The consortium is obliged to make an ACCC application filing by 14 April. The sources explained that under the ACCC’s authorisation process, this will be a first draft filing and the 90-day ACCC consideration period only kicks in once the application is finalised and accepted.

As reported, deal parties have two options when seeking the ACCC’s view on a proposed merger. The public informal merger review is by far the most common route but provides no protection from legal action. The merger authorisation process, on the other hand, gives statutory protection from certain legal action and recognises that some mergers may give rise to public benefits that outweigh public harm. According to the ACCC’s website, a review process under this procedure goes beyond the substantial lessening of competition (SLC) test applied in an informal merger review. Under the merger authorisation process, the onus is on the merging parties to prove the transaction is in the net public interest.

Last week, this news service reported that the ACCC will not find it easy to determine behavioural or structural remedies and undertakings that would assuage its concerns around the vertical integration aspects of the deal.

In August last year, the Australia and New Zealand Banking Group pursued the less common formal review option in its acquisition of Suncorp Bank from Suncorp Group [ASX:SUN]. The ACCC is still assessing the proposed deal and aims to make a judgment in June.

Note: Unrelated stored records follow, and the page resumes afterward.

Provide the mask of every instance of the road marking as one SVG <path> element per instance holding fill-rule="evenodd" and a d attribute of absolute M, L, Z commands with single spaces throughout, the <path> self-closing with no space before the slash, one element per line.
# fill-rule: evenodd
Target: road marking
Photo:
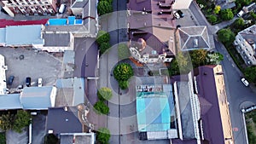
<path fill-rule="evenodd" d="M 238 131 L 238 128 L 237 127 L 233 128 L 233 131 Z"/>

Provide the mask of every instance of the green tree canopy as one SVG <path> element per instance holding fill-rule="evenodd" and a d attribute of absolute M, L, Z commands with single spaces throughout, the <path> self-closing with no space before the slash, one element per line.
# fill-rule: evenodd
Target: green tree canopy
<path fill-rule="evenodd" d="M 129 82 L 128 81 L 119 81 L 119 85 L 121 89 L 125 89 L 129 87 Z"/>
<path fill-rule="evenodd" d="M 230 9 L 221 10 L 220 16 L 224 20 L 232 20 L 234 18 L 232 9 Z"/>
<path fill-rule="evenodd" d="M 218 52 L 213 54 L 208 53 L 207 60 L 209 65 L 218 65 L 224 60 L 224 56 Z"/>
<path fill-rule="evenodd" d="M 100 44 L 101 55 L 104 54 L 110 47 L 111 47 L 111 45 L 108 42 L 108 43 L 102 43 Z"/>
<path fill-rule="evenodd" d="M 102 144 L 108 143 L 110 139 L 110 131 L 107 128 L 100 128 L 96 135 L 96 141 Z"/>
<path fill-rule="evenodd" d="M 207 51 L 205 49 L 196 49 L 189 52 L 193 67 L 203 66 L 207 62 Z"/>
<path fill-rule="evenodd" d="M 113 77 L 117 81 L 128 81 L 133 76 L 133 69 L 130 64 L 121 63 L 113 69 Z"/>
<path fill-rule="evenodd" d="M 104 101 L 104 100 L 110 100 L 113 96 L 112 95 L 112 89 L 107 87 L 102 87 L 98 89 L 97 95 L 99 100 Z"/>
<path fill-rule="evenodd" d="M 211 22 L 212 24 L 213 24 L 214 22 L 217 21 L 218 18 L 216 15 L 213 15 L 213 14 L 210 14 L 208 17 L 207 17 L 209 22 Z"/>
<path fill-rule="evenodd" d="M 218 14 L 218 12 L 220 11 L 221 7 L 219 5 L 216 5 L 213 10 L 214 14 Z"/>
<path fill-rule="evenodd" d="M 0 129 L 3 130 L 9 130 L 13 128 L 15 116 L 10 114 L 9 112 L 7 114 L 2 114 L 0 117 Z"/>
<path fill-rule="evenodd" d="M 236 29 L 243 29 L 245 26 L 244 20 L 242 18 L 238 18 L 235 20 L 233 26 Z"/>
<path fill-rule="evenodd" d="M 97 101 L 94 105 L 96 112 L 99 114 L 108 114 L 109 112 L 109 107 L 102 101 Z"/>
<path fill-rule="evenodd" d="M 13 130 L 20 133 L 24 127 L 29 125 L 31 118 L 31 115 L 26 111 L 18 110 L 15 118 Z"/>
<path fill-rule="evenodd" d="M 97 37 L 96 37 L 96 43 L 101 45 L 102 43 L 108 43 L 110 40 L 110 35 L 108 32 L 105 31 L 99 31 Z"/>
<path fill-rule="evenodd" d="M 103 15 L 105 14 L 113 12 L 113 8 L 108 1 L 99 1 L 97 11 L 99 15 Z"/>
<path fill-rule="evenodd" d="M 252 66 L 245 69 L 244 75 L 250 82 L 256 84 L 256 66 Z"/>
<path fill-rule="evenodd" d="M 231 44 L 235 40 L 235 33 L 230 29 L 221 29 L 218 32 L 218 38 L 222 43 Z"/>

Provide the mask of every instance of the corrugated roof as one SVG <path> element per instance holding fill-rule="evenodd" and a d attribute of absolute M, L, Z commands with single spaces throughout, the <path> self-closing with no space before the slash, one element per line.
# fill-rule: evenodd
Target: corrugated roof
<path fill-rule="evenodd" d="M 6 26 L 6 45 L 44 44 L 41 25 Z"/>
<path fill-rule="evenodd" d="M 0 43 L 5 43 L 5 28 L 0 28 Z"/>
<path fill-rule="evenodd" d="M 0 110 L 21 109 L 20 94 L 0 95 Z"/>
<path fill-rule="evenodd" d="M 54 134 L 83 132 L 82 124 L 78 118 L 78 109 L 68 107 L 51 107 L 48 110 L 46 131 L 53 130 Z"/>
<path fill-rule="evenodd" d="M 48 109 L 55 105 L 51 96 L 54 87 L 25 87 L 20 94 L 20 101 L 24 109 Z"/>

ACCC approval prospects are strong

One of the sources noted that Origin would not have signed an SID if it did not believe prospects for gaining regulatory approval were strong. A second source said the bidders’ best assessment is the transaction will reach completion in 4Q23 and noted the bidders believe there are no material competition issues, and that the transaction is in the national interest with clear public benefits that will arise from the investment. Brookfield, the same source noted, is committed to investing at least AUD 20bn in Origin, which is the largest-ever planned investment in Australia’s renewables sector and will put Australia on a fast track to achieve its net-zero energy target.

A third source explained that the ACCC will naturally give a lot of weight to the competition aspects of the deal, and will need to determine that on balance, the public benefits outweigh any detriments to competition. The source noted the ACCC’s key concerns are around the consortium’s transmission company AusNet Services, which it bought last year. It has been widely suggested that the consortium may have to ringfence or sell this asset to gain ACCC approval.

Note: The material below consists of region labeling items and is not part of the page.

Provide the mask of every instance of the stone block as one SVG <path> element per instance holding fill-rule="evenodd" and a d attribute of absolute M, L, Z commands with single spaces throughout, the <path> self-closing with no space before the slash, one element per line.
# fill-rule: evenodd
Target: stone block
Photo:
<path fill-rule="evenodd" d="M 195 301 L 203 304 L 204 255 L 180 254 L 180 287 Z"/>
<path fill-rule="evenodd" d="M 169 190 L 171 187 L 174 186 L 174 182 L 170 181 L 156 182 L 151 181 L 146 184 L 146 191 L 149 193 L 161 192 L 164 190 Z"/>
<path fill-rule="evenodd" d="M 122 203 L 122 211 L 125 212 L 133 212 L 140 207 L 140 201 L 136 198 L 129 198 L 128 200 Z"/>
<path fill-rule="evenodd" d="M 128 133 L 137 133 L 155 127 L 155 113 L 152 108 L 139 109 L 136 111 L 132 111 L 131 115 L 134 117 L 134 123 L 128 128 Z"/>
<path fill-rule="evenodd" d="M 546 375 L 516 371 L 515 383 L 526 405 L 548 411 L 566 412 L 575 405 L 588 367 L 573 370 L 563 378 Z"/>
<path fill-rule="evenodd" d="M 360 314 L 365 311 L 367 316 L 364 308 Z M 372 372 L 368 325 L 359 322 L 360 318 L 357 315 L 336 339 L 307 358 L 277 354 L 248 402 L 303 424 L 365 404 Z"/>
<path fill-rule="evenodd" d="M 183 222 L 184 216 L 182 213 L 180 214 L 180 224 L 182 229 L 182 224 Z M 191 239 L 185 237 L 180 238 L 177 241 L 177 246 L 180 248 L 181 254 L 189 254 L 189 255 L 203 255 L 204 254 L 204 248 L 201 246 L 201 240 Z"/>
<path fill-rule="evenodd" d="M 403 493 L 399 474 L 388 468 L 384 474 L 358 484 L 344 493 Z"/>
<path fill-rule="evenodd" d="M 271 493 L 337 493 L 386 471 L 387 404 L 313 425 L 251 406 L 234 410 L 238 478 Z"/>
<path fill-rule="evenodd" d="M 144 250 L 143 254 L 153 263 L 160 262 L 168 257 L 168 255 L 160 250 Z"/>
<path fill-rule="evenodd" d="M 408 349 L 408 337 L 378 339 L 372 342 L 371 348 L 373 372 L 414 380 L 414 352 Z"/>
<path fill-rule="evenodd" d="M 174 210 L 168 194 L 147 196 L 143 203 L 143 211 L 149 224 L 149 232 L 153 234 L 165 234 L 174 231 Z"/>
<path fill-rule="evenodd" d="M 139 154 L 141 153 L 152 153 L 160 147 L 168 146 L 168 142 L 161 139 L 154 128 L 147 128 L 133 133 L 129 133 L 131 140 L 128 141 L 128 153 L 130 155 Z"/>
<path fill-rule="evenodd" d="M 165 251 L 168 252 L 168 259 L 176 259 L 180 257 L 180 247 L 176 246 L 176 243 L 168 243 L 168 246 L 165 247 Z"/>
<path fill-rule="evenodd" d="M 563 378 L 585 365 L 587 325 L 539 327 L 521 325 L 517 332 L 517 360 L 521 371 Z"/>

A competition lawyer said that following a valid application being lodged, the ACCC has 90 days to make its determination unless the deal parties agree and seek in writing, ahead of the deadline, an up to 90-day extension. If no decision is made within these periods, the ACCC is taken to have refused authorisation. The ACCC website states that its “ability to make a decision within 90 days depends on the information and evidence provided in the application and the complexity of the issues raised”.

As previously reported by this news service, the ACCC’s website explains that a final decision can either see it grant authorisation, or grant authorisation subject to conditions/undertakings, or deny authorisation.

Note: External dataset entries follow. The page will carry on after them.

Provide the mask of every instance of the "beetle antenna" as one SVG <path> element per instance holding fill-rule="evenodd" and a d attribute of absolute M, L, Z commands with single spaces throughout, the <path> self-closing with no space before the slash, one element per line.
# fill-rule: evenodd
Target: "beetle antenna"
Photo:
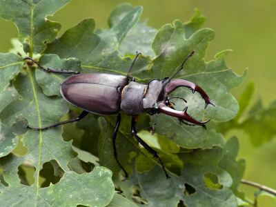
<path fill-rule="evenodd" d="M 175 76 L 180 70 L 182 70 L 183 66 L 184 65 L 186 61 L 189 57 L 192 57 L 192 56 L 194 55 L 195 52 L 195 51 L 193 50 L 193 51 L 189 55 L 189 56 L 188 56 L 188 57 L 184 59 L 184 61 L 183 61 L 183 63 L 182 63 L 182 64 L 181 64 L 180 68 L 177 71 L 177 72 L 175 72 L 175 73 L 172 75 L 172 77 L 170 79 L 170 81 L 171 79 L 172 79 L 175 77 Z"/>
<path fill-rule="evenodd" d="M 129 73 L 130 72 L 130 70 L 131 70 L 131 69 L 132 68 L 133 65 L 134 65 L 135 62 L 136 61 L 136 59 L 137 59 L 137 57 L 138 57 L 138 56 L 139 56 L 139 55 L 141 55 L 141 52 L 136 52 L 135 57 L 135 59 L 134 59 L 134 60 L 133 60 L 133 61 L 132 61 L 132 63 L 131 64 L 130 68 L 128 69 L 128 73 L 126 74 L 126 77 L 129 77 L 129 78 L 131 78 L 132 81 L 135 81 L 135 80 L 134 79 L 134 77 L 132 76 L 132 75 L 129 75 Z"/>

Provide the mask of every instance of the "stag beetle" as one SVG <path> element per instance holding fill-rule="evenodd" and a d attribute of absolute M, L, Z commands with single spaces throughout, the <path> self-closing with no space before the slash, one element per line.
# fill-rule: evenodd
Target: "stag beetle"
<path fill-rule="evenodd" d="M 44 130 L 66 123 L 78 121 L 89 112 L 103 116 L 117 115 L 117 124 L 112 136 L 114 156 L 117 163 L 124 170 L 125 179 L 126 179 L 128 173 L 118 160 L 115 147 L 116 135 L 121 121 L 120 111 L 122 110 L 127 115 L 132 117 L 131 121 L 132 135 L 153 155 L 153 157 L 159 159 L 166 178 L 170 178 L 157 152 L 137 136 L 135 129 L 137 122 L 137 118 L 138 115 L 144 112 L 150 115 L 162 112 L 177 117 L 180 121 L 188 125 L 205 126 L 204 124 L 210 121 L 210 119 L 205 121 L 195 120 L 187 113 L 188 107 L 186 107 L 181 111 L 175 110 L 171 104 L 172 102 L 170 102 L 170 97 L 168 96 L 177 88 L 185 86 L 192 90 L 193 93 L 195 91 L 199 92 L 205 100 L 205 108 L 206 108 L 208 104 L 215 106 L 214 103 L 199 86 L 188 81 L 172 79 L 175 75 L 183 68 L 185 61 L 195 51 L 193 51 L 185 59 L 180 68 L 170 79 L 165 77 L 164 79 L 152 79 L 148 85 L 135 82 L 135 78 L 130 75 L 136 59 L 141 55 L 138 52 L 137 52 L 132 65 L 128 69 L 126 77 L 106 73 L 79 74 L 78 72 L 72 70 L 44 68 L 32 58 L 26 57 L 25 59 L 31 60 L 47 72 L 74 73 L 75 75 L 66 78 L 61 82 L 60 92 L 63 98 L 70 104 L 83 110 L 75 119 L 56 123 L 43 128 L 34 128 L 27 124 L 27 128 Z M 130 79 L 130 82 L 129 79 Z M 186 101 L 184 99 L 179 97 L 171 97 L 170 99 L 172 98 L 179 98 Z M 192 123 L 192 124 L 186 123 L 184 121 Z M 154 126 L 156 122 L 152 126 L 152 132 L 155 132 Z"/>

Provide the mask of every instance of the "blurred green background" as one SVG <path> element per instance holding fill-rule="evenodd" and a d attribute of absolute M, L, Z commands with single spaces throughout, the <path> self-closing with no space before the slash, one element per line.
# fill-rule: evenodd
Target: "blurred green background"
<path fill-rule="evenodd" d="M 111 11 L 124 2 L 126 1 L 72 0 L 48 19 L 61 23 L 59 35 L 86 17 L 94 18 L 97 28 L 108 28 L 107 20 Z M 213 29 L 216 33 L 207 50 L 206 61 L 212 59 L 219 51 L 231 49 L 233 52 L 226 58 L 228 66 L 239 75 L 249 68 L 246 81 L 233 90 L 235 97 L 239 97 L 248 83 L 254 81 L 255 100 L 260 97 L 267 106 L 276 99 L 276 1 L 132 0 L 129 2 L 132 6 L 143 6 L 141 19 L 148 20 L 148 24 L 155 28 L 171 23 L 175 19 L 188 21 L 194 9 L 199 8 L 207 17 L 204 27 Z M 17 30 L 11 21 L 1 19 L 0 27 L 0 52 L 7 52 L 12 47 L 10 38 L 17 37 Z M 133 51 L 136 51 L 135 48 Z M 276 139 L 253 148 L 248 135 L 241 131 L 233 130 L 226 135 L 226 138 L 234 135 L 237 135 L 240 142 L 239 158 L 244 158 L 247 162 L 244 179 L 276 189 Z M 246 191 L 247 195 L 253 199 L 256 188 L 241 185 L 241 190 Z M 276 206 L 276 201 L 272 198 L 262 197 L 259 204 Z"/>

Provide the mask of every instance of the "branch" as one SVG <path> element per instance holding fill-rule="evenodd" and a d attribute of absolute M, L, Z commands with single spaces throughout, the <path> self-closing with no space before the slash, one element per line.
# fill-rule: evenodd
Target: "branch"
<path fill-rule="evenodd" d="M 244 184 L 246 184 L 246 185 L 249 185 L 249 186 L 255 186 L 258 188 L 260 190 L 268 192 L 269 193 L 273 194 L 274 195 L 276 196 L 276 190 L 274 189 L 272 189 L 270 188 L 268 188 L 266 186 L 263 186 L 253 181 L 247 181 L 247 180 L 244 180 L 244 179 L 241 179 L 241 183 Z"/>

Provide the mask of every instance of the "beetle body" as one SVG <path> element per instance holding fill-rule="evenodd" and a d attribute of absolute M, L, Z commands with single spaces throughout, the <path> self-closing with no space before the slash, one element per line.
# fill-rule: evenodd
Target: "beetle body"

The lawyer noted there are then 21 days to file a review by tribunal, which has 90 days or 120 days (if there is new evidence) to make a decision. “The total time for this process could be almost 11 months which takes you to February or March 2024.”

The lawyer said they believed there is a good chance the deal is approved based on there being no substantial lessening of competition (SLC). “We are not sure how the parties prove the benefits will eventuate but given the current energy crisis and politics around this issue, it would not surprise us if the ACCC accepted the public benefits argument too.”

Origin closed at AUD 8.25 today (29 March). Prior to the 10 November announcement, Origin’s shares were trading at AUD 5.81 – up 16.4% in 2022 on a dividend-adjusted basis, but down from a 2022 closing high of AUD 6.92 on 2 May. 

Origin and the consortium declined to comment.